Shadi has over 30 years of experience in architectural design, practice, and teaching. She also has a decade of interdisciplinary research in design and development of functionally graded composite materials, achieving transitional interface between areas with varying structural, insulative, and optical characteristics using alternative environmentally friendly binders such as geopolymers produced from industrial byproducts. Such innovative solutions are impactful in saving cost and embodied and operational energy, particularly in harsh environmental conditions.
Since 2012, Shadi has been teaching in the Penn State Department of Architecture, where she directs the Transitional Material Interface (TMI) Laboratory and is a member of the Stuckeman Center for Design Computing (SCDC).

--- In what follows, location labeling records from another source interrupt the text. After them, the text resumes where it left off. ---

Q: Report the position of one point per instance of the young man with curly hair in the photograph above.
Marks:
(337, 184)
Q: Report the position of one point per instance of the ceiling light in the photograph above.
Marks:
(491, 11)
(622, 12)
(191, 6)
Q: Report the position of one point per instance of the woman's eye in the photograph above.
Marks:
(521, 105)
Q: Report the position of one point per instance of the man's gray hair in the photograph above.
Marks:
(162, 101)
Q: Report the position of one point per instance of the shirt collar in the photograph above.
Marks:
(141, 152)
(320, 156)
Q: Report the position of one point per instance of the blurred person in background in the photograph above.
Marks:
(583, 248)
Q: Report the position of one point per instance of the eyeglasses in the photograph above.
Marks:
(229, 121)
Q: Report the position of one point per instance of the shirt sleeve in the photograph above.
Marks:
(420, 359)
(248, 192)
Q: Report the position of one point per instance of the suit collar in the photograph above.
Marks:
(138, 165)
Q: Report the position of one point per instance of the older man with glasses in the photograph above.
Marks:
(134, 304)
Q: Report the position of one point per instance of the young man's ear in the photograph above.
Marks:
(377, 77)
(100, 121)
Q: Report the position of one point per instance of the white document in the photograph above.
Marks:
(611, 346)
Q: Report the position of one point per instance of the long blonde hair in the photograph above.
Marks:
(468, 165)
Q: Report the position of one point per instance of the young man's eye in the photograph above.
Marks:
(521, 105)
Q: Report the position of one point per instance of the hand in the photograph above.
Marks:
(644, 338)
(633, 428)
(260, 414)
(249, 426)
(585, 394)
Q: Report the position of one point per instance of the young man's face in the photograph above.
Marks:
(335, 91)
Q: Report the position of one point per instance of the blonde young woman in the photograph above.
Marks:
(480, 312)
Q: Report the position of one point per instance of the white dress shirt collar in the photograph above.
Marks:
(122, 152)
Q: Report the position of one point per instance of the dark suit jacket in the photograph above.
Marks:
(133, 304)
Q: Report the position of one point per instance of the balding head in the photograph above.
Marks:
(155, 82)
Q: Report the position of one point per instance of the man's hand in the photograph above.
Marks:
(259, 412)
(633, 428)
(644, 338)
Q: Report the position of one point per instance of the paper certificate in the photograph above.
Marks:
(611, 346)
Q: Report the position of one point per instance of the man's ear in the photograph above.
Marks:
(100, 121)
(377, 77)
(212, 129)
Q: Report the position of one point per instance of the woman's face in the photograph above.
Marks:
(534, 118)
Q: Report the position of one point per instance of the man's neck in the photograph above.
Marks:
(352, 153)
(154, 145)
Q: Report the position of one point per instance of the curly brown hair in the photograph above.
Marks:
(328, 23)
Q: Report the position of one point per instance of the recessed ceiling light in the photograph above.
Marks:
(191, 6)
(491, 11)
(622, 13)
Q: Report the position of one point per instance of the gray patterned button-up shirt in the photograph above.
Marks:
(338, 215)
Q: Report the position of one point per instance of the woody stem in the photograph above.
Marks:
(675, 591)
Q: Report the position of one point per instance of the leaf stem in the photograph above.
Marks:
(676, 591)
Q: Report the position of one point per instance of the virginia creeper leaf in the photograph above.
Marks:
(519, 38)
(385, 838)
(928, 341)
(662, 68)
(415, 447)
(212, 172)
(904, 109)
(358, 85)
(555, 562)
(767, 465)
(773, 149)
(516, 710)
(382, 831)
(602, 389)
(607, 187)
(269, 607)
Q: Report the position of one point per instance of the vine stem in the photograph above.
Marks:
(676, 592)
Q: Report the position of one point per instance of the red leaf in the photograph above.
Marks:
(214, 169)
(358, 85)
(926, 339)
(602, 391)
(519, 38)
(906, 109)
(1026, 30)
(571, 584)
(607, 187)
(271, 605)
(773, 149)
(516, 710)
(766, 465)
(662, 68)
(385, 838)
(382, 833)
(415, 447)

She is also an affiliate faculty member of both the Materials Research Institute (MRI) and the Additive Manufacturing and Design (AMD) program, and a founding member of Penn State’s Additive Construction Laboratory (AddConLab), building upon the success of the PennStateDen@Mars team, which she co-led in Phases 2 and 3 of the NASA’s 3D-Printed Mars Habitat Challenge Competition.
She joined X-Hab as a co-founder after taking part in a sponsored research program brought to Penn State by X-Hab 3D and the State of Alaska, titled “Development of Low-Cost Housing for Remote Areas in Alaska and the Arctic Region.” Shadi had explored expeditionary affordable modular micro housing while teaching at Cornell and at SUNY at Buffalo in response to Haiti’s devastating earthquakes.
Shadi holds a professional degree in Architecture, a degree in Environmental Design from the University of Minnesota, and a post-professional degree in architecture from Cornell University.